Faithful Lose Faith in Their President

Could it possibly get any worse for George Bush?

Could he possibly be any less popular?

Yes, if diehard Republicans start to abandon him.

And that, according to the latest NBC News/Wall Street Journal poll, is what is now happening.

Bush's approval rating fell to the lowest level ever in the poll -- just 29 percent.

That's a drop of six points since April, the last time when the NBC/Journal pollsters were in the field.

Polls by various media groups have for weeks been showing a decline in approval ratings for the president. But the acceleration in that decline in recent surveys has pushed the president into what even Republican analysts suggest is dangerous turf: the territory where it becomes hard for him to get a serious hearing even from formerly friendly members of Congress, and where a risky act like pardoning Vice President Cheney's former chief of staff, I "Scooter" Libby, could embolden Congressional Democrats to mount serious inquiries and challenges to the president's authority.

Where's the trouble?

With Republicans.

According to NBC's analysis, "Back in April, 75 percent of Republicans approved of Bush's job performance, compared with 21 percent who disapproved. Now, only 62 percent of Republican approve, versus 32 percent who disapprove."

A lot of the problem is with the immigration issue, according to poll analyst Jay Campbell. The Republican right has worked hard to stir anti-immigrant sentiment at the party's base. Now that Bush is working with Massachusetts Senator Edward Kennedy AC/EoeA 1/4 AC/EoeA 1/4 to achieve comprehensive immigration reform, the most avid Grand Old Partiers are none to happy with their president.
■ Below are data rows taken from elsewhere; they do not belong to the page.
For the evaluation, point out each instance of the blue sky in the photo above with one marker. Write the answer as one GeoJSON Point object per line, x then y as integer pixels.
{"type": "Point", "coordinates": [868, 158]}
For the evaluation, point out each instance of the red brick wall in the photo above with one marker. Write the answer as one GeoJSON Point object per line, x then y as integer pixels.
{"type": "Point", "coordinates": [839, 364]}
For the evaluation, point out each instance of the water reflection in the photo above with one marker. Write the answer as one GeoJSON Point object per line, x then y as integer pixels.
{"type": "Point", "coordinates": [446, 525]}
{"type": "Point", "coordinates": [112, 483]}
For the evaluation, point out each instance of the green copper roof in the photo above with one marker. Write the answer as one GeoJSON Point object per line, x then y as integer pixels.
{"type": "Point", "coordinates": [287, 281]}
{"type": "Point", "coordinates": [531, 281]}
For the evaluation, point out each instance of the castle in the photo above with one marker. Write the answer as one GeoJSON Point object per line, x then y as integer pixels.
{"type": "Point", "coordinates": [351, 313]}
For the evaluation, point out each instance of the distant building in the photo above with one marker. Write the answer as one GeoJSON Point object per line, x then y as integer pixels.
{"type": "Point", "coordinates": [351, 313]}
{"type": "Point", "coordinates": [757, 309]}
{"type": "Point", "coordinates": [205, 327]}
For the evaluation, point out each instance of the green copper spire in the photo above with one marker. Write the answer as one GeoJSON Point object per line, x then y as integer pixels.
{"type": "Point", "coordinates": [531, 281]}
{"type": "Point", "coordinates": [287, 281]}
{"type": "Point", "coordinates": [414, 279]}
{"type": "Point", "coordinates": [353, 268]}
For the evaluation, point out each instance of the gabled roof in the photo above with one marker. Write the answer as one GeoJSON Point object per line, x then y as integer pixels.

But immigration is just one piece of a broader puzzle. If Bush had not already raised serious doubts with his handling of the war in Iraq, his budget-busting approach to spending and his antipathy toward basic freedoms that conservatives hold as dear as liberals, he would probably have been better positioned to maintain the faith of the party faithful.

That faith is slipping fast, however. And the latest polls numbers may not be the last stop on Bush's downhill ride.

Indeed, if numbers pointing to a growing sense of malaise are right, Republicans may be coming to the conclusion that the president they defended against all comers for six years just can't handle the job.

In that sense, they are like most Americans.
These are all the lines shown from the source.